Jack: “You ever think faith would be easier if it didn’t have to involve people?”
Jeeny: “Then it wouldn’t be faith. It would just be comfort.”
Jack: “Comfort sounds pretty good sometimes.”
Jeeny: “Yeah. But comfort doesn’t change hearts.”
Host: The room had begun to empty now. The chairs scraped, the dishes clinked, the light grew softer — more evening than day. Jack and Jeeny sat for a moment in the stillness that follows work, their hands folded, breathing steady.

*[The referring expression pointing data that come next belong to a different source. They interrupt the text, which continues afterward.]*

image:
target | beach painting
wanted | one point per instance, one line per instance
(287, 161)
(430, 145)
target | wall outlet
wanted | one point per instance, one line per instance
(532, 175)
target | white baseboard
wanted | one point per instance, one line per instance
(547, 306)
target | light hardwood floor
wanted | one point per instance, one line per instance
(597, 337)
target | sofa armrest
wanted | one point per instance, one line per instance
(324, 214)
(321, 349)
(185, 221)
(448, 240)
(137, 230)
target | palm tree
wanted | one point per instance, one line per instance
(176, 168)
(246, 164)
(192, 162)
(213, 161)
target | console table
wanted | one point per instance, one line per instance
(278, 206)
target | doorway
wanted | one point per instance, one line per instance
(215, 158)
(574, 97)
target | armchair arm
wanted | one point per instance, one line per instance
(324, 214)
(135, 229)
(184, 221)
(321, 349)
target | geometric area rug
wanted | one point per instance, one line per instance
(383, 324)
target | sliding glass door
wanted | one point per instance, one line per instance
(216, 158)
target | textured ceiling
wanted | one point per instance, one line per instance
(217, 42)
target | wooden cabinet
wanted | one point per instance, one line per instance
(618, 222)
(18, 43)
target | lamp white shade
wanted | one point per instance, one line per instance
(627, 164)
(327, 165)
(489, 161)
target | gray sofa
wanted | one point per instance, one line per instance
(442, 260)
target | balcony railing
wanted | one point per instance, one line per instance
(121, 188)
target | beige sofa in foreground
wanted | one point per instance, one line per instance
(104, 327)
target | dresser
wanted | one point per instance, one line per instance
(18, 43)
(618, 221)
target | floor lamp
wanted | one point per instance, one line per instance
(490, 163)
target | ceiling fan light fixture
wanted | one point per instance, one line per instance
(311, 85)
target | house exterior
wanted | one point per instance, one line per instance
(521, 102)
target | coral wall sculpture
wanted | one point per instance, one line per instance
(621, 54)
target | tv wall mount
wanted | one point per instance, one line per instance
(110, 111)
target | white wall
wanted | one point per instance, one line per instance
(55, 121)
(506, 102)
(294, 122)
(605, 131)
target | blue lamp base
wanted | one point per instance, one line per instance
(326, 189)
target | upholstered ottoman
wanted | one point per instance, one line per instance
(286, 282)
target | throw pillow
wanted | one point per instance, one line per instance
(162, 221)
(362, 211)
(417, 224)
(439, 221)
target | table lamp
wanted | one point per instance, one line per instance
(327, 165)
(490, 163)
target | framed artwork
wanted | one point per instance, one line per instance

Jeeny: “You know, I think Dorothy Day saw something we miss. We want to believe God provides for our causes — our charities, our projects, our big dreams of goodness. But the real miracle isn’t that food shows up on the table. It’s that compassion survives inside flawed people.”
Jack: “Even the ungrateful ones?”
Jeeny: “Especially them.”
Host: Outside, the sky had turned amber, the light spilling across the floor in long, soft lines. Dust floated in the glow, tiny, golden — like souls suspended in forgiveness.
Jack: “You think Christ is in every one of them — the liars, the thieves, the angry ones?”
Jeeny: “I think He’s trying to be. The question is whether we can look long enough to see Him there.”
Jack: “And when we can’t?”
Jeeny: “Then we ask for better eyes.”
Host: The last of the soup was gone now, the pots empty, the voices quiet. Jack leaned back, sighing, his expression softer than it had been all day.
Jack: “You know… I used to think faith was about believing in God. Maybe it’s more about believing in people — even when every reason tells you not to.”
Jeeny: “Maybe that’s how God believes in us.”
Host: The camera would have pulled back slowly then — the two of them sitting in that tired old room, surrounded by the echoes of service and silence. The city outside kept moving — indifferent, relentless — but inside, something sacred remained.
The last ray of sunlight hit the wall where Dorothy Day’s words hung, turning the crooked black paint into gold.
And in that fading glow, one truth lingered:
Faith in God is easy. Faith in people is divine.
The light dimmed, the evening folded in, and the shelter — weary but holy — breathed in peace.